Łapa mordo A jeszcze niech ktoś powie mojej babci, że telefon nie ściąga pioruna to wodą święconą potraktuję 😂
Za ten odcinek to Ci dziękuję. Zgadzam się co do usuwania komentarzy. Pomyśleć że nasi politycy są tacy mądrzy. To jest żenada. Pozdrawiam Krzysiu.
Zrób odcinek o ZSRR i o 3 Rzeszy
To nie jest tematyka tego kanału.
Kiedy film o gigantopiteku?
czy łańcuchy metalowe mogą zostać zastąpione linami alpinistycznymi ?
Specjalistą nie jestem, ale podejrzewam, że trzeba by je co sezon (albo i częściej) zmieniać.
Dlaczego ten krzyknie ma instalacji odgromicznej ??
Ponieważ nie da się jej wstawić w tych warunkach. Stoi na litej skale.
@@NaukowoTV nie moza wiercić się w skałę?? Nie rozumiem czemu nie można ?? To chociaż te łańcuchy wymienić na liny okrętowe?? Ludzie wogóle nie myślą
Liny okrętowe?

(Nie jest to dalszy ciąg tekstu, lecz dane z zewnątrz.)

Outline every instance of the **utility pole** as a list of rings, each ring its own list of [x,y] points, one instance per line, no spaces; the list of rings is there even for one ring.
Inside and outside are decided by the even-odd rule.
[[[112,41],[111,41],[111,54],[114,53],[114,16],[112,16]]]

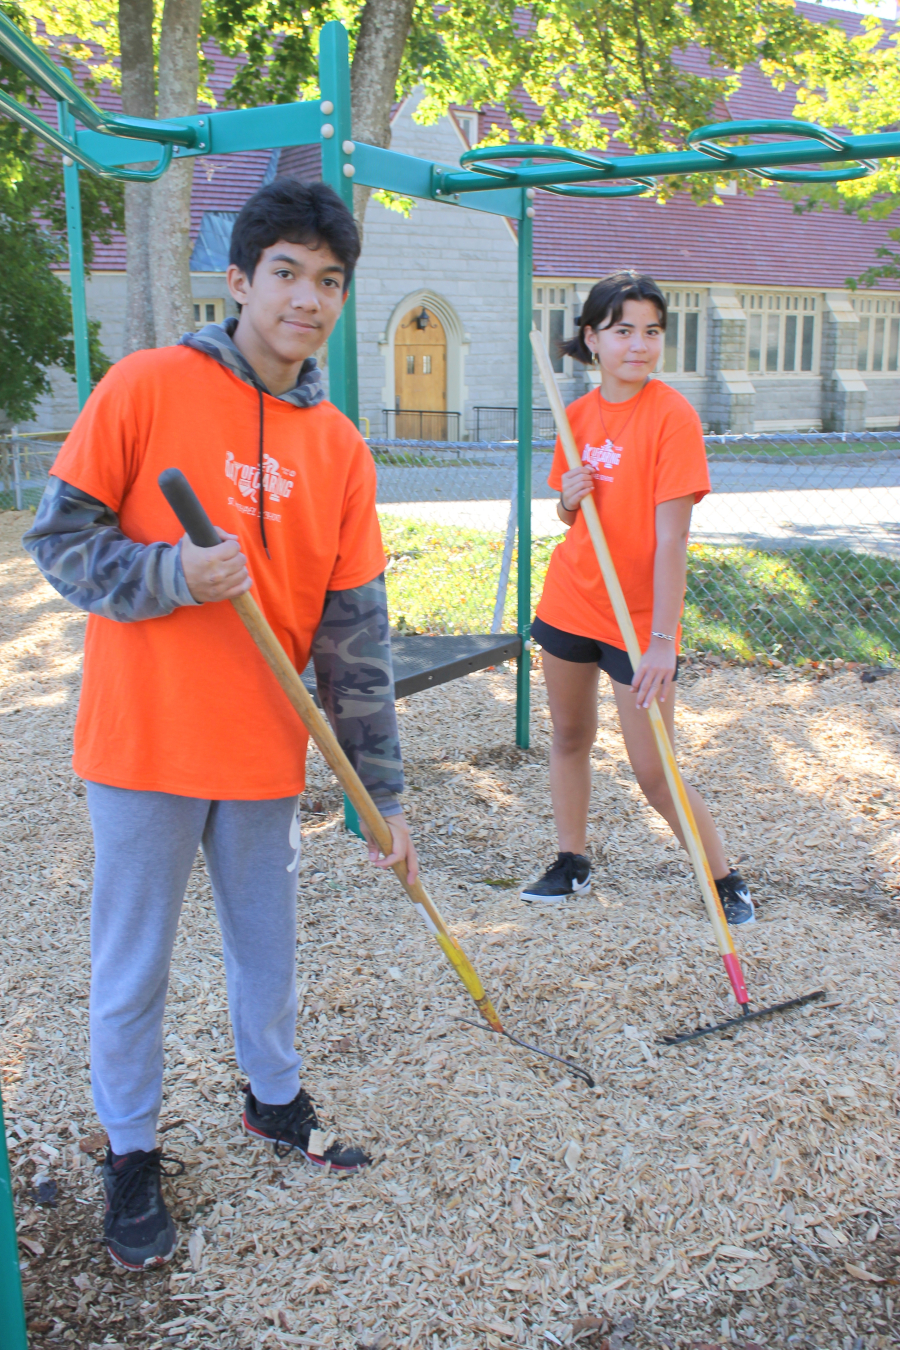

Serio? Po jednym sezonie by ich nie było. Gdyby dało się zrobić tam odgromienie to by zostało zrobione. Co da wwiercenie się w skałę jak ładunek nie bedzie w stanie zostać zneutralizowany.
Nie wiem czy krzyż przyciąga ale podobno gromnica odpycha pioruny
Buahaha
Widac tobie i temu 2guemu smieszkiwi odepchnęła już dawno
@@grzegorz3116 No ale przecież taka prawda. Nie można brać prymitywnych wierzeń religijnych na poważnie 😁
tak coś słyszałem że gromnica a dokładniej płomień świecy zwiększa ilość ładunków o tym samym biegunie do bieguna pioruna, przez co piorun teoretycznie powinien ominąć taki dom. tyle mówi nauka o tym zjawisku
@@czcibor360 Wreszcie prawdziwy głos rozumu! Tak, gromnica, jak każda świeca, "odstrasza" pioruny od drewnianego domu, w którym się ją pali.
A ściślej, prąd jonowy wytwarzany przez spalane w płomieniu substancje. Gdyby tak nie było, świeca służyłaby wyłącznie do grzania. A jednak rozpala. To ta sama energia wprowadza zamęt i wypiera wyładowanie.
To prawda ludzie jak barany liczą że nic sie nie stanie... Ja sama w tym roku byłam świadkiem nieodpowiedzialność ludzkiej. Prognoza pogody była świetna ale na szlaku zostaliśmy deszcz i ciemne chmury- my zeszliśmy ale była spora część ludzi którzy udawali ze nic sie nie dzieje BA! Duza cześć z nich była z dziećmi... o trampkach/sandałach z kryształkami juz nie wspomnę.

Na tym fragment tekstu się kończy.